Kinzinger blames McCarthy for Trump ‘factor,’ ‘crazy elements’ in Congress

Rep. Adam Kinzinger (R-Ill.) said on Sunday that he blamed House Minority Leader (R-Calif.) for what he called the “crazy elements” in Congress and for the reason former President Trump is “still a factor” in politics.

Kinzinger said on CNN’s “State of the Union” that if he had a one-on-one conversation with McCarthy, he would tell his fellow Republican that he was “disappointed” in his leadership.

Kinzinger said McCarthy had an opportunity to tell “the truth” to the American people as a leader in Congress, but he instead went to Mar-a-Lago a few weeks after the Jan. 6, 2021, insurrection and “resurrected” Trump’s relevance in politics.

“He is the reason Donald Trump is still a factor,” Kinzinger said. “He is the reason that some of the crazy elements of the House still exist.” 

McCarthy reportedly begged Trump to call off the rioters during the Capitol attack, and audio from a phone call McCarthy made revealed that he criticized Trump in the aftermath the insurrection.

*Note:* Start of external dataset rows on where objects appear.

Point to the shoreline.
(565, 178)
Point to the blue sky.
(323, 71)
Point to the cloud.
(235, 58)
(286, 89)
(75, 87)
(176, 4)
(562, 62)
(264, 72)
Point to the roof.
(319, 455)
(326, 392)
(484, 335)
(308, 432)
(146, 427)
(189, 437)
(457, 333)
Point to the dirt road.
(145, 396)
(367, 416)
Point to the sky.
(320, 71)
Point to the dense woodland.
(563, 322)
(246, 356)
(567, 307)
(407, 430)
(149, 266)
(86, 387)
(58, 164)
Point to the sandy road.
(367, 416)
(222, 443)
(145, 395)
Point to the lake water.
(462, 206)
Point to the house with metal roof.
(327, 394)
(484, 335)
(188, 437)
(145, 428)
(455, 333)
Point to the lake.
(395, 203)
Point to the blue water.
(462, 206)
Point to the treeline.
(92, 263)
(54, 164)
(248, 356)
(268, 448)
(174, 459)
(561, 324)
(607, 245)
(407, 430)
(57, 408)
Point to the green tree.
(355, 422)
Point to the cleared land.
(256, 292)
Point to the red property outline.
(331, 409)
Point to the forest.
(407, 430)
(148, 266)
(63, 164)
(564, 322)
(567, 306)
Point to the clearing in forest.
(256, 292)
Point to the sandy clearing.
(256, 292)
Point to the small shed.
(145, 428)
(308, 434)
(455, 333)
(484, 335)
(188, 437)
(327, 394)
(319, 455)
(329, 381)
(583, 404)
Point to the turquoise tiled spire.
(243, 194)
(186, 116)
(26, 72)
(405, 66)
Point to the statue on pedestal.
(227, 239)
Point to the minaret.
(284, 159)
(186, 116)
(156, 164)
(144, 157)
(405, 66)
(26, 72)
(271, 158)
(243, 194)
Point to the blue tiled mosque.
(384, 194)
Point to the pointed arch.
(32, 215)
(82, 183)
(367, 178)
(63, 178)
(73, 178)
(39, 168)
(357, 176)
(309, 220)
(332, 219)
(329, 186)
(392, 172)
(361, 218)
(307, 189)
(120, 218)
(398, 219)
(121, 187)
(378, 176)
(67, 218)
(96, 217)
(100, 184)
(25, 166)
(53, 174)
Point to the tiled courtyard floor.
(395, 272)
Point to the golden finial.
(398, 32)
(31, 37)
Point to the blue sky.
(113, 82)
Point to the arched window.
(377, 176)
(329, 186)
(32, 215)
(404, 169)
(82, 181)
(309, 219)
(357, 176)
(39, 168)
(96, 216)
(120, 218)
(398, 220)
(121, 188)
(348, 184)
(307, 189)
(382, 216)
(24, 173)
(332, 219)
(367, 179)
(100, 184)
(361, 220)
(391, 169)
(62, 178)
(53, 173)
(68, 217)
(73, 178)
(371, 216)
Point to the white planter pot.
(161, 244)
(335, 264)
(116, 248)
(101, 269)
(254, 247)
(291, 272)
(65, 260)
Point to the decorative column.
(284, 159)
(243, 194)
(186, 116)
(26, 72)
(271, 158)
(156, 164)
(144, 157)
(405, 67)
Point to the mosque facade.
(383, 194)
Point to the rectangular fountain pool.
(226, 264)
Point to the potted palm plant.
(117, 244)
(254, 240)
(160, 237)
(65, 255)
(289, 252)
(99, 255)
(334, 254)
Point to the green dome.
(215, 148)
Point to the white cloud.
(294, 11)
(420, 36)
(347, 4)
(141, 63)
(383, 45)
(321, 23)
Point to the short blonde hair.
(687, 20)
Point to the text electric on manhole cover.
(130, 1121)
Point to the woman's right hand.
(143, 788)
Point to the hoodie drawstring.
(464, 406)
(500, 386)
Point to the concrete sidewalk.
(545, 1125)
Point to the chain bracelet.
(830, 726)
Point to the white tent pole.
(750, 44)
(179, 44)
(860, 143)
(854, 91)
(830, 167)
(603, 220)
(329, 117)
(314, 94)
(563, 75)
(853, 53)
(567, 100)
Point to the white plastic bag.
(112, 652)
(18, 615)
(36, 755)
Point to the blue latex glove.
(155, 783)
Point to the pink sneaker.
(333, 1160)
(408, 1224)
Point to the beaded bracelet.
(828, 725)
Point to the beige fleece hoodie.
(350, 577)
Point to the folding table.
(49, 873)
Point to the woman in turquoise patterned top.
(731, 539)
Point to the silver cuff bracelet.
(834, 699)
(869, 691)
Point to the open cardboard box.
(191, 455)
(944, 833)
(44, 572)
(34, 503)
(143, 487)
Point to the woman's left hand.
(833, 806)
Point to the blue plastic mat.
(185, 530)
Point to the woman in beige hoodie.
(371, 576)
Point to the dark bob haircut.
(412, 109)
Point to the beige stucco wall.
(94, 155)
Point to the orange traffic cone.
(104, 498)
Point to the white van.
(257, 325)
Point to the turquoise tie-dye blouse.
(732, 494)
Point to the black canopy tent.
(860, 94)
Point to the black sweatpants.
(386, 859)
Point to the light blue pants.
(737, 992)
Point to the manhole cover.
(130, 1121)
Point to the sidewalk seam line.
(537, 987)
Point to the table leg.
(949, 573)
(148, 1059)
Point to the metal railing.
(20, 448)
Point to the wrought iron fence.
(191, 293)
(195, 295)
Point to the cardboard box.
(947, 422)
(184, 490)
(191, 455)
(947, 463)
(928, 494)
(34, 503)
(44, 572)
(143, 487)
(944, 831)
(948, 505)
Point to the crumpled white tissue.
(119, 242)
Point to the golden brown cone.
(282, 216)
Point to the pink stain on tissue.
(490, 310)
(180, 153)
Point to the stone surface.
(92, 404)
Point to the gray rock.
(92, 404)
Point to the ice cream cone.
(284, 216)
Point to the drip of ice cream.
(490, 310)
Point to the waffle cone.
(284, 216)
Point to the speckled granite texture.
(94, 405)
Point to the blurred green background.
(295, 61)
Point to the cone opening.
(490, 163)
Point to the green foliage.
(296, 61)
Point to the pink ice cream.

But he soon after increased his ties to the former president, as did much of the Republican Party. 

Kinzinger said he believes Trump would have been pushed out as leader of the GOP if McCarthy did not travel to Mar-a-Lago, adding that Congress removing Trump from office following his impeachment over his role in the riot would have been “huge.” He said Trump not being removed from office is on Senate Minority Leader Mitch McConnell (R-Ky.) and other Senate Republicans who failed to convict Trump following the House’s second impeachment of him.

But Kinzinger said the “second” that McCarthy went to Mar-a-Lago, the GOP went from not knowing what it was going to do about Trump to “begrudgingly” defending him. 

“Donald Trump should consider Kevin McCarthy his best friend because Donald Trump is alive today politically because of Kevin McCarthy,” he said. 

Kinzinger said the GOP will not be the future of the country unless changes are made. He said a successful country in 20 years from now will not be based on what “radicals” like Rep. Marjorie Taylor Greene (R-Ga.) want. 

“The only way this country can succeed is if we learn to work together,” he said.